The more I learned about Auschwitz I felt extreme hate for Nazis course through my veins but for a moment I tried to open my mind, step into their shoes and see the war from their perspective. If they didn’t follow the orders they were given, the SS would have murdered their whole family without batting an eye. They would become one of the people in the concentration camps. We are so fast to pass judgement on Nazis but ask yourself, how far would you go to protect the people you love? Would you kill for them? You never know what you’re capable until you are deprived of choice. Yes, Nazis were some of the most evil humans to ever live but they were also just trying to survive like everyone else. Food for thought…
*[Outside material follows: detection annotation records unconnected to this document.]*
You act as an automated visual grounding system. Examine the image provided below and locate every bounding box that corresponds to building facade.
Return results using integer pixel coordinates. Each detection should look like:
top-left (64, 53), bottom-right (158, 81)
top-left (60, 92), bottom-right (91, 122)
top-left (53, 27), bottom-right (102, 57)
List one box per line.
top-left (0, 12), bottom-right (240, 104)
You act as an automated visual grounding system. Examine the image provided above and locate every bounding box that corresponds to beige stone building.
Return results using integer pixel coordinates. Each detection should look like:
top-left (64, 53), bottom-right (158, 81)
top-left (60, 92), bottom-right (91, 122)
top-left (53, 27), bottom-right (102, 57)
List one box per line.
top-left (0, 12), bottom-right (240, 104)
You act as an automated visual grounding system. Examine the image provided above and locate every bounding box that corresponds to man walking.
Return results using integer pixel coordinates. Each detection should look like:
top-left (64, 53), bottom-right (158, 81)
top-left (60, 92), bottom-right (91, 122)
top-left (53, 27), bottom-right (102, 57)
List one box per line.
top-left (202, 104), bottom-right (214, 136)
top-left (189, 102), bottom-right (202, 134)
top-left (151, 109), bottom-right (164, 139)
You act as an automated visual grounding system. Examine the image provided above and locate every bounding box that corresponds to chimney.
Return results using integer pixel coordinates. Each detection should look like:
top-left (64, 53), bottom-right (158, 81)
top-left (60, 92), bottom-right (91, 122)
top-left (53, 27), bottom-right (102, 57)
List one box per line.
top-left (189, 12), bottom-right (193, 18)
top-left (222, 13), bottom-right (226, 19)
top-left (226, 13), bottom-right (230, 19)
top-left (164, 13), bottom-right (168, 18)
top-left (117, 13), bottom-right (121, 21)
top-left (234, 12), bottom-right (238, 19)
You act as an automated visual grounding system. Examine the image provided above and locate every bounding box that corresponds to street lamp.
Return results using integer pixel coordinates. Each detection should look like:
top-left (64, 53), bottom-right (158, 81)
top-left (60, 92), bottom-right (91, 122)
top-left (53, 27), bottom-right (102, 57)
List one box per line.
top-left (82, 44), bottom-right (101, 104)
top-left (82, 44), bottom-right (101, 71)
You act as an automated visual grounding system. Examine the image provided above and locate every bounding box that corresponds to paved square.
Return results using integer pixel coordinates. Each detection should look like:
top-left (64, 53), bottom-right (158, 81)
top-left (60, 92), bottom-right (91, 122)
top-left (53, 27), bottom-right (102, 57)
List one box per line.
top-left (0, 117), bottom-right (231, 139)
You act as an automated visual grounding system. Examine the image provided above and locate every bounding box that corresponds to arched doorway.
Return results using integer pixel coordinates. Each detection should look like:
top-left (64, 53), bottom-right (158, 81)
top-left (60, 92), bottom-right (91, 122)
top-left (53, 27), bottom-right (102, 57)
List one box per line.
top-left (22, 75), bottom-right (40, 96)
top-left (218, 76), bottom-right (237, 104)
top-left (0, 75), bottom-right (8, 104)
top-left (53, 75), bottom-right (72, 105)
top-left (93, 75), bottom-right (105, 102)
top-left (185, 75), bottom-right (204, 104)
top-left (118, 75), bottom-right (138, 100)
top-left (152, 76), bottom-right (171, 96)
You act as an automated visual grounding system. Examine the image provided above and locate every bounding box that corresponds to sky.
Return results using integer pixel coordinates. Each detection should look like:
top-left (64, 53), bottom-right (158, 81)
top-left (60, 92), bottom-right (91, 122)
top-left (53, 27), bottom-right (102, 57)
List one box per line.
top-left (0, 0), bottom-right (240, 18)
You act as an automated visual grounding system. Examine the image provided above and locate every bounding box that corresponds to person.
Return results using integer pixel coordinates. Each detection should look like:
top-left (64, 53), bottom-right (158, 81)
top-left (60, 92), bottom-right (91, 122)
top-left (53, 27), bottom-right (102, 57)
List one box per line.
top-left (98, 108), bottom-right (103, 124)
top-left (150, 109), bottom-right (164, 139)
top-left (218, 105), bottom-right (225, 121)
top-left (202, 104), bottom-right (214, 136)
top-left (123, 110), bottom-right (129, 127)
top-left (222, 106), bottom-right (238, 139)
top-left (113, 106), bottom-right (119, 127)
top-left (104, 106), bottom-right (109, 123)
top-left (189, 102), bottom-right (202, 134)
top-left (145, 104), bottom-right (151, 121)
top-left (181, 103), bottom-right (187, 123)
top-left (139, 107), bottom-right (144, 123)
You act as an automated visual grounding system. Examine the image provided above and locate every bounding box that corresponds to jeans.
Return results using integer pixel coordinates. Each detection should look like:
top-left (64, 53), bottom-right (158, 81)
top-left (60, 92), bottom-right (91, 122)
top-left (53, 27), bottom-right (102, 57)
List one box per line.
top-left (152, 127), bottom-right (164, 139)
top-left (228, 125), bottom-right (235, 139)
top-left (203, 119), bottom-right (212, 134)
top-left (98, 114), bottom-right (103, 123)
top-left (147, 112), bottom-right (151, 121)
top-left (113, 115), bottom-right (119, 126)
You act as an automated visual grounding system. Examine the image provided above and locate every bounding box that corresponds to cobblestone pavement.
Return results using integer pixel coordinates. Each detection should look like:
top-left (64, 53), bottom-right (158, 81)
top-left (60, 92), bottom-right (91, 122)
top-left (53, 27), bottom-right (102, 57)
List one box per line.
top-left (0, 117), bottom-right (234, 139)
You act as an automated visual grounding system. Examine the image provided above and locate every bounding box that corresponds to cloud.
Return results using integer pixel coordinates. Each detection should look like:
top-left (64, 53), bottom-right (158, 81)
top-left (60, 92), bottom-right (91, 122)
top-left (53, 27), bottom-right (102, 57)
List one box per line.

One thing that I’ve learned from travel is that people cannot be stereotyped, even if they’re the same race. I believe that many Nazis were made of pure evil and racism. I also believe that some were forced to do unspeakable acts of cruelty to save their own lives and the lives of their families. This war was so much more than the cruelty of individuals. It was built upon such powerful psychological manipulation that normal people lost sight of right and wrong.
There is a myth about a frog in boiling water. It says that if you put a frog in boiling water it will immediately try to escape. However, if you put a frog in cool water and very gradually heat it up, the frog will “be stuck in the comfort of its surroundings,” and stay until its too hot, and too late.
When we land in hot water, we usually react to the metaphorical heat and do something to protect ourselves. It is our human nature to survive. However, if our environment slowly worsens at barely noticeable rate, we can become oblivious to our surroundings and neglect to challenge the status quo. Making a choice to change the course of history is difficult – especially if we are unaware of the slippery slope happening all around us. I believe this is exactly what happened in throughout Europe during WWII.